Navigate to the path to project directory and create a new directory called STAR output. Navigate to the path to project trim directory and use the command as indicated to run STAR to align the trimmed fastq. gz files.
Locate the required output for the next steps, which contain the counts per transcript at the indicated location and use the command to read in each reads per gene out tab file. For the first column use only the characters before the period in the ENSEMBL gene ID column for the ease of downstream processing. Then use the command to compile the counts of all the samples into the data frame called totcts and save this new table of raw count data as a tab-delimited text file.

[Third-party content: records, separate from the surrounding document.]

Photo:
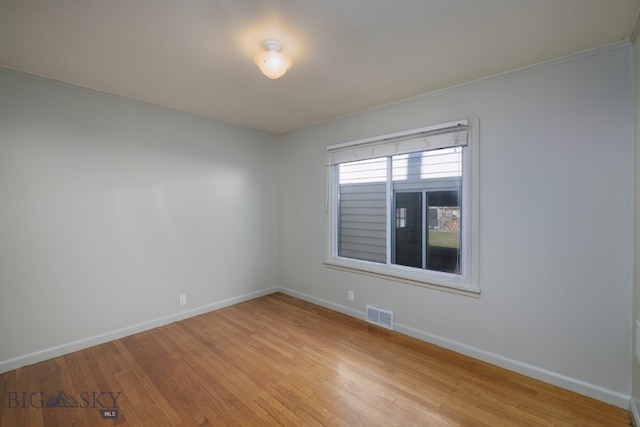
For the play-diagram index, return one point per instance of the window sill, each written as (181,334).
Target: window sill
(401,274)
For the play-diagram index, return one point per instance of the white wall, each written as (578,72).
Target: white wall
(635,404)
(109,209)
(556,175)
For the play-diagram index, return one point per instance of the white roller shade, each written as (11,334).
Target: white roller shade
(450,135)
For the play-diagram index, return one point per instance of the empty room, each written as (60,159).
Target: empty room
(319,213)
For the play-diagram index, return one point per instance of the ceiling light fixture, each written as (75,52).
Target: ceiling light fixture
(273,63)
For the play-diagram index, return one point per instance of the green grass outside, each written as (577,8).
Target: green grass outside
(444,239)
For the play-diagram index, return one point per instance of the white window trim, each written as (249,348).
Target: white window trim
(467,283)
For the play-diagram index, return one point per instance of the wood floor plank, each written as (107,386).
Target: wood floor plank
(281,361)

To define the differential expression profile for each construct using DESeq2 input the experimental DESeq2 design and use the DESeq dataset from matrix function to construct a DESeq dataset to estimate the size factors and to run DESeq2. To evaluate the quality of the analysis use DESeq2 to extract the regularized log normalize counts. When extracting the results for each transcriptional profile from the DESeq2 results, perform pairwise comparisons in reference to either the knockdown condition or the baseline empty vector.
Further amend these results with the HGNC gene symbols and extract the data from the DESeq2 data as a single file with the ENSEMBL gene ID, HGNC symbol, baseMean expression, and a differential expression data for all of the constructs with log two-fold change and raw and adjusted P values. Assess the successful batch normalization and interest sample similarity, and use the code to use the regularized log normalized counts to check the sample clustering with principal components analysis and a sample-to-sample distance plots. Use the regularized log normalized counts to extract the 1, 000 most variable genes into a matrix and use a heat map to perform an unsupervised hierarchical clustering of the samples based on these genes.
To extract the clusters of interest from the dendrogram, decide what level of the dendrogram clusters of interests appear and set K equal to the number of clusters at that level. To determine which clusters are of interest, re-plot the heat map ordered by cluster and export the list of genes associated with each cluster in a table, then use an appropriate bioinformatic tool to identify the biological roles for the different clusters of genes identified and compared between the classes. In this representative analysis an effective knockdown and rescue with the positive and negative constructs can be observed.
Note that DAF rescued cells failed to form colonies, suggesting impaired oncogenic transformation. Following completion of the replicant validation, phenotypic assays and initial RNA sequencing data processing gene counts can be obtained for all of the samples for batch normalization and analysis. DESeq2 without batch normalization can result in confounding batch defects, likely due to biological variability introduced by the passage of cells in culture and differences in the processing of each batch.
Following batch normalization, DESeq2 can be used to generate transcriptional profiles for the constructs of interest, relative to the baseline. Principal component analysis for these data suggests that the transcriptional profile of DAF is intermediate, between wild-type EWS/FLI and Delta 22, confirming partial function. Moreover, hierarchical clustering of the 1, 000 most variable genes across samples shows that DAF fails to repress EWS/FLI target genes, and only partially retains gene activation activity.
Top gene analysis suggests that the classes of genes that DAF activates are functionally distinct from those EWS/FLI activated targets where DAF is non-functional. Interestingly, DAF is most able to rescue GGAA-microsatellite activated genes, but unable to rescue activated genes near a high affinity site. Pairing the transcriptomic output with the relevant phenotypic assays completes the structure function analysis.
Researchers can also use other techniques to study the mechanistic drivers of different transcriptional functions.